/ 16 May 2007

Watchdog sniffs Telkom prices

In the wake of recent developments at the competition authorities, which have so far caused more disappointment than relief for small businesses, an intriguing possibility emerges that an age-old and basic practice by Telkom may well be anti-competitive.

Telkom charges business clients R132 a month for the rental of an ordinary business line. For exactly the same line, technologically speaking, it charges R99 for residential customers. The difference of R33 a month won’t be enough to make any business owner take the case to the Competition Commission, but if Telkom services, say, 500 000 business lines, is it possible that it may be skimming off as much as R16,5-million a month from the South African business community in contravention of the Competition Act?

Telkom’s business centre, where orders for new lines are placed, confirmed that a business registered as a Close Corporation will not be able to order a residential line. The operator was willing, however, to register a residential line as long as the business owner put it under his own name, as opposed to that of his business.

Two years ago, the Cape Chamber complained to the Competition Commission on behalf of business owner Marius Marais that Telkom was forcing business owners to buy their faster and more expensive business internet broadband package. Businesses were prohibited from renting the slower but cheaper residential ADSL offering.

While the investigation dragged on at the commission, Telkom scrapped the difference between their residential and business ADSL packages. At the time, it denied that it was in response to the investigation. It said it was done to simplify the company’s ADSL range.

Keith Weeks, senior economic analyst at the commission, believes that the pressure of the investigation had at least something to do with changes in Telkom’s product offering.
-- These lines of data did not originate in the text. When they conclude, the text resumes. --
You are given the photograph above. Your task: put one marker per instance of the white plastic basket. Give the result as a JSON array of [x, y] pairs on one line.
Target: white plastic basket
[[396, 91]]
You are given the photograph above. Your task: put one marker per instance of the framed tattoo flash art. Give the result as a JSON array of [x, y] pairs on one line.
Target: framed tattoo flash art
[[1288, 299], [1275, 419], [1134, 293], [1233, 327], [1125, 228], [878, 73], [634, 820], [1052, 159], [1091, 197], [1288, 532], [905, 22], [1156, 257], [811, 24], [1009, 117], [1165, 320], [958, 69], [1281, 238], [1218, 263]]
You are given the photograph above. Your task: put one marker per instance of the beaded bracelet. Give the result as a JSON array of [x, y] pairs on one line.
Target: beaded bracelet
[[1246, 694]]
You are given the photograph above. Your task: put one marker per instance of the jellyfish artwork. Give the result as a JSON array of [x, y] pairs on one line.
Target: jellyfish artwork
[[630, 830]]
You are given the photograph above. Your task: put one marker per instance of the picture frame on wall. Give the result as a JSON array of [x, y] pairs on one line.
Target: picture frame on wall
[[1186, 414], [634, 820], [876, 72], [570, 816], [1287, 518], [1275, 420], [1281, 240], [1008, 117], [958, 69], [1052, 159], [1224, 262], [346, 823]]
Commenting on the possibility that a similar case could be made that Telkom’s differentiation between residential and business telephone lines is anti-competitive, Weeks said he “wouldn’t say no”, but that a careful investigation would have to be made of the difference between the two offerings.

He was aware of the fact that Telkom argued that business customers enjoy priority when it comes to fixing faulty lines and that this was supposed to be the basis of the price difference. During the ADSL investigation they had asked Telkom to provide evidence of the priority, but it was never received.

Most lawyers approached for comment said that a successful case of price discrimination, where a dominant company charges different customers different prices for the same service, is very hard to make, because the law requires proof that the practice leads to a “substantial lessening of competition”.

A few years ago, owner-manager Jim Foot lost a lengthy legal process against chemical giant Sasol. Foot had proved, by obtaining official Sasol price lists, that he was paying substantially more for the creosote — the chemical used in treating tar poles — than his larger competitors. He eventually lost the case because he could not prove that the price discrimination practised by Sasol substantially lessened competition in his industry.

But one commentator said that in the recent Mittal Steel case, the Competition Tribunal found that Mittal’s ability to “stratify the market, segment the market and charge different segments of the market different prices”, signalled to the tribunal that excessive pricing was being practised. A similar argument could be made for Telkom’s segmentation of residential and business line rentals.

But competition lawyer Nkonzo Hlatshwayo of Webber Wentzel Bowens said not everyone is sure “whether the tribunal got it right”, and that the Competition Appeal Court may overturn the ruling.

Telkom spokesperson Khulani Qomaka said Telkom would not divulge the number of its business line customers, as this is commercially confidential information. Nor could it comment on any possible changes to its products and services, as the company was trading in a “closed period” just before the release of its financial results. It would respond in writing about accusations that it was profiteering, he said. At the time of filing, no response had been received.